Bruxelles Comme chaque été, le refuge Veeweyde constate une hausse des abandons

Les vacances ne sont pas synonyme de repos pour les employés du refuge pour chiens et chats Veeweyde, situé à Anderlecht. Comme chaque été, c’est le rush à cause des nombreuses personnes qui décident d’abandonner leur animal de compagnie afin de pouvoir partir tranquillement en vacances.
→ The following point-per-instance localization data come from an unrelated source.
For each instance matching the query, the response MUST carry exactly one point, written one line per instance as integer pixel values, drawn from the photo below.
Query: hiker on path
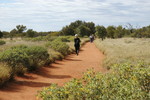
(91, 38)
(77, 44)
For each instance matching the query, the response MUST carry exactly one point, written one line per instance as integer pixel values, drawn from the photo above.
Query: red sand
(25, 88)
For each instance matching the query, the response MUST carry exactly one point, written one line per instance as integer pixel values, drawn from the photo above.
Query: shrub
(59, 46)
(5, 73)
(37, 57)
(29, 57)
(2, 42)
(127, 82)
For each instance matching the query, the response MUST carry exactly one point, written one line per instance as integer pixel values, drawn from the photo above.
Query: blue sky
(52, 15)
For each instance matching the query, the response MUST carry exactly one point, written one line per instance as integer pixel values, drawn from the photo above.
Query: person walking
(77, 44)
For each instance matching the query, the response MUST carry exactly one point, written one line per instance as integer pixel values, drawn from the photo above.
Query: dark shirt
(77, 42)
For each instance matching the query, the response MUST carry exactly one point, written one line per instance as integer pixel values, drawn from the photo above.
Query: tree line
(83, 29)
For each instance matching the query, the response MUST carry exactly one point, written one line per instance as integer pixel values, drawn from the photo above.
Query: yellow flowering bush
(126, 82)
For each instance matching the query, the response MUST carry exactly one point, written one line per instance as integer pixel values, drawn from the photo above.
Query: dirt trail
(25, 88)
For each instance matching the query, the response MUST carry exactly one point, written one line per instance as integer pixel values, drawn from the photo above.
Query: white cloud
(46, 15)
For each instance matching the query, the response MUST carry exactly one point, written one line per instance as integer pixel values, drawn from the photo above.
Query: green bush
(59, 46)
(37, 57)
(5, 73)
(127, 82)
(29, 57)
(2, 42)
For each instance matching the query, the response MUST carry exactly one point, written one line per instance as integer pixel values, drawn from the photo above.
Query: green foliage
(12, 33)
(67, 30)
(119, 32)
(24, 56)
(30, 33)
(127, 82)
(5, 73)
(59, 46)
(83, 31)
(1, 34)
(2, 42)
(79, 27)
(21, 28)
(101, 32)
(111, 31)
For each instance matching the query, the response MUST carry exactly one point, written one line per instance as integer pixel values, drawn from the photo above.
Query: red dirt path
(25, 88)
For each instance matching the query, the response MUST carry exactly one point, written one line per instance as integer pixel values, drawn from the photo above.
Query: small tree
(101, 32)
(111, 31)
(21, 28)
(119, 32)
(83, 30)
(1, 34)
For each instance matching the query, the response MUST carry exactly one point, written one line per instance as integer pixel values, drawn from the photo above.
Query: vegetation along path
(73, 66)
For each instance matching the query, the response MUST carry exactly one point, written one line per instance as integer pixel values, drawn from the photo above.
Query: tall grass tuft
(124, 50)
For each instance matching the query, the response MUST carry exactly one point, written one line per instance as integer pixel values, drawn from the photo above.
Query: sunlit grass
(123, 50)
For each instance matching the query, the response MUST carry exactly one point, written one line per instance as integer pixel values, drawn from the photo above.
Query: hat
(76, 34)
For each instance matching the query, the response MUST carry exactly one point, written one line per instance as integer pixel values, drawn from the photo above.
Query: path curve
(72, 66)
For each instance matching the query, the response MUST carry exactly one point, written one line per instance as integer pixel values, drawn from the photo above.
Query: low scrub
(59, 46)
(5, 73)
(127, 82)
(22, 56)
(2, 42)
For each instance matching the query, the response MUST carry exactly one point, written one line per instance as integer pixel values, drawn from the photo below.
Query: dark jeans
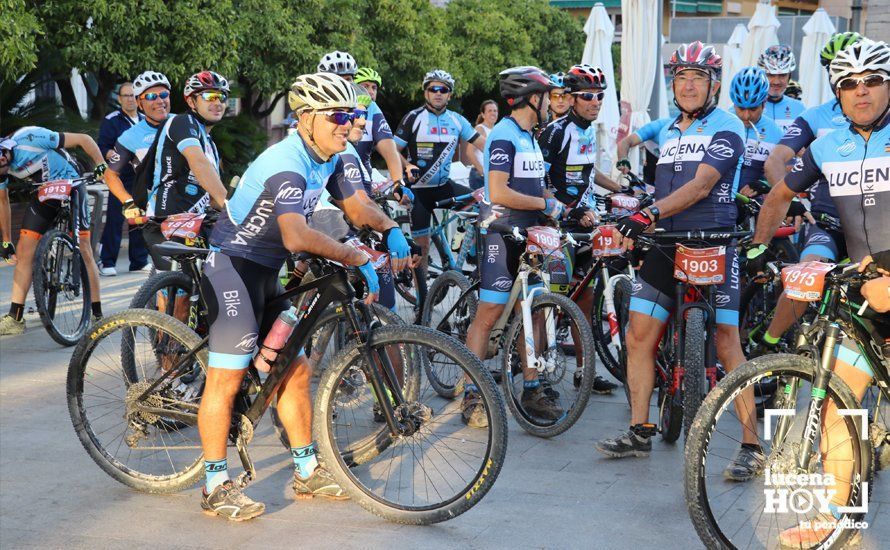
(112, 234)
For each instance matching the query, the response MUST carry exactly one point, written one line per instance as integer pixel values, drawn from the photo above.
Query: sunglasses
(870, 81)
(214, 96)
(590, 96)
(339, 117)
(155, 95)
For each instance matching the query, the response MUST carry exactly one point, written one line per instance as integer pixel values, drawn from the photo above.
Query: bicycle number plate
(544, 240)
(185, 226)
(804, 282)
(56, 190)
(378, 258)
(700, 266)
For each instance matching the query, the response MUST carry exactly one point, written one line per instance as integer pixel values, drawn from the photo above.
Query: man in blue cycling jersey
(39, 155)
(695, 184)
(778, 62)
(855, 162)
(264, 221)
(514, 187)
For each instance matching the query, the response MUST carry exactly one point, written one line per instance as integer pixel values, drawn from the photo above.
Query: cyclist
(778, 62)
(377, 133)
(823, 240)
(561, 98)
(264, 221)
(855, 163)
(514, 186)
(40, 155)
(186, 165)
(696, 178)
(569, 146)
(430, 134)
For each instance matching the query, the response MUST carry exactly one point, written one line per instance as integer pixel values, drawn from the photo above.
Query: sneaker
(228, 501)
(810, 537)
(320, 484)
(10, 327)
(637, 441)
(472, 411)
(747, 463)
(538, 402)
(603, 386)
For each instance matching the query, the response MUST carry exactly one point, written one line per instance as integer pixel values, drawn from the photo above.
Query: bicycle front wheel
(769, 510)
(61, 287)
(436, 468)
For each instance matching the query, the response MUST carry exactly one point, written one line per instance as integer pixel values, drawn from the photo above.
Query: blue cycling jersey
(717, 140)
(431, 140)
(376, 129)
(858, 176)
(759, 143)
(515, 151)
(288, 177)
(784, 111)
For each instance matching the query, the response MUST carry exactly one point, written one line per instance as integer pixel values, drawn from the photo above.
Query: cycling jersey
(858, 176)
(568, 145)
(717, 140)
(814, 123)
(431, 140)
(783, 111)
(175, 188)
(286, 178)
(376, 130)
(759, 143)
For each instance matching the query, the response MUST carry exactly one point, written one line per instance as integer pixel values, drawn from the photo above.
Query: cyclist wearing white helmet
(265, 221)
(778, 62)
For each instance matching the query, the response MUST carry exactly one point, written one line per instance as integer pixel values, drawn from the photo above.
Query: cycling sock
(217, 473)
(17, 311)
(305, 461)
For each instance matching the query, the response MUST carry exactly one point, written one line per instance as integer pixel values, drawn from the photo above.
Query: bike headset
(201, 82)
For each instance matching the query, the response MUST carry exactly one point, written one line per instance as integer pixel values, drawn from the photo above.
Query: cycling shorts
(654, 290)
(499, 266)
(240, 307)
(425, 199)
(40, 216)
(826, 243)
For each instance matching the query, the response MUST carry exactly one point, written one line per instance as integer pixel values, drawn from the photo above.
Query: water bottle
(275, 340)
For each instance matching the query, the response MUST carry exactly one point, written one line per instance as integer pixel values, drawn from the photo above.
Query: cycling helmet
(865, 55)
(205, 80)
(836, 43)
(749, 88)
(438, 75)
(367, 74)
(794, 90)
(777, 59)
(147, 80)
(585, 77)
(696, 55)
(319, 92)
(337, 62)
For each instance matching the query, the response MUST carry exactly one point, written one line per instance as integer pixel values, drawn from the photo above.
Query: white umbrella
(640, 59)
(762, 34)
(732, 62)
(813, 77)
(598, 52)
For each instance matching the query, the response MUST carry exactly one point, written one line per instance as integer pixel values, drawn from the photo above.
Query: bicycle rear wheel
(61, 287)
(153, 444)
(437, 468)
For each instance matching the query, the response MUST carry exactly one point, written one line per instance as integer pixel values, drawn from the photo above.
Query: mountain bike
(420, 465)
(802, 449)
(61, 284)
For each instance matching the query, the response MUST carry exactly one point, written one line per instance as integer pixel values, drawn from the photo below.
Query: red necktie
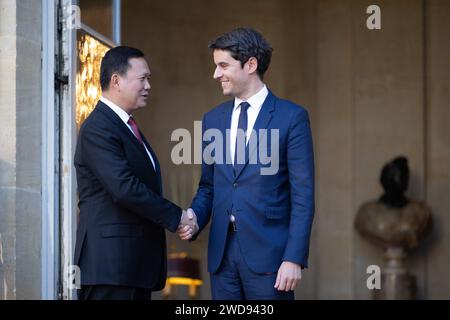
(135, 129)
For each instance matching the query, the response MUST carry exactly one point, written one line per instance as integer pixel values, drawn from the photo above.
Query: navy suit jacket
(120, 235)
(274, 213)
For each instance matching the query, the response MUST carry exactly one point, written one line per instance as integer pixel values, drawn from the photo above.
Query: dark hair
(395, 178)
(244, 43)
(116, 60)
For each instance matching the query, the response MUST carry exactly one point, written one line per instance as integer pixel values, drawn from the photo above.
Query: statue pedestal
(396, 282)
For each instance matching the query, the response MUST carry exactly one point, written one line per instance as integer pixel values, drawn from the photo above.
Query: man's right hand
(188, 225)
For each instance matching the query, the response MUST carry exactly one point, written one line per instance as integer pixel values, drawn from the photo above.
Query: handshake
(188, 225)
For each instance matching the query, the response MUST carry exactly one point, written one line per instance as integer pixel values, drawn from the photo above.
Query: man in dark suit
(261, 219)
(121, 245)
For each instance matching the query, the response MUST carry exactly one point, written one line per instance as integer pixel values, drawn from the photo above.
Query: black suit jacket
(120, 235)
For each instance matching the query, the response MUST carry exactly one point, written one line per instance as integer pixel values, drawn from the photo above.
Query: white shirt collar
(255, 101)
(118, 110)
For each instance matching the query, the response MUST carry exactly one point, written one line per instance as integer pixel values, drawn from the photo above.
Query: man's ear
(252, 65)
(115, 82)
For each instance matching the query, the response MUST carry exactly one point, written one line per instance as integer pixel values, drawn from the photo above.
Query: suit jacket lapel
(224, 126)
(155, 159)
(122, 126)
(262, 121)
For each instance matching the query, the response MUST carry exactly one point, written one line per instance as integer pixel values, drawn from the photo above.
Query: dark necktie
(242, 124)
(135, 129)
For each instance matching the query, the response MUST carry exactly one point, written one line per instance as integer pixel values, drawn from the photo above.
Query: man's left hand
(289, 274)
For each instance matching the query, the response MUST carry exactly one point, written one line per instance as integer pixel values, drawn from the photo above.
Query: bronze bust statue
(396, 224)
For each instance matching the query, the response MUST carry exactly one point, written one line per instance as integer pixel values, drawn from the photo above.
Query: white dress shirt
(255, 102)
(125, 117)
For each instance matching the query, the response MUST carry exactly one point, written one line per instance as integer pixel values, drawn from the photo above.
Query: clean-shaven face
(135, 85)
(232, 77)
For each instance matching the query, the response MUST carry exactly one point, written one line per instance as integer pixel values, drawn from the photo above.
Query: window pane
(97, 14)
Ce mardi matin, ce sont deux hommes de nationalité polonaise qui sont venus déposer leur chien de race husky, un mâle d’environ un an. "C’est le profil type. Ce chien a sans doute été acheté en septembre de l’année dernière sur un coup de tête. Les propriétaires prennent de grandes vacances en Pologne et le chien qui a grandi leur pose problème. C’est le scénario classique. Nous avons moins d’abandons de chiens ayant déjà plusieurs années car les propriétaires y sont attachés", explique la vétérinaire de Veeweyde, Aline de Lannoy.

De façon générale, les chiens de taille moyenne et grande sont plus souvent abandonnés que les autres. Début juillet, quatre à cinq chiens étaient déposés chaque jour à Veeweyde. "Le refuge étant basé à Bruxelles, nous recueillons pas mal de grands chiens dont les propriétaires n’ont pas de jardin…", indique Ludivine Nolf, chargée des relations publiques à Veeweyde.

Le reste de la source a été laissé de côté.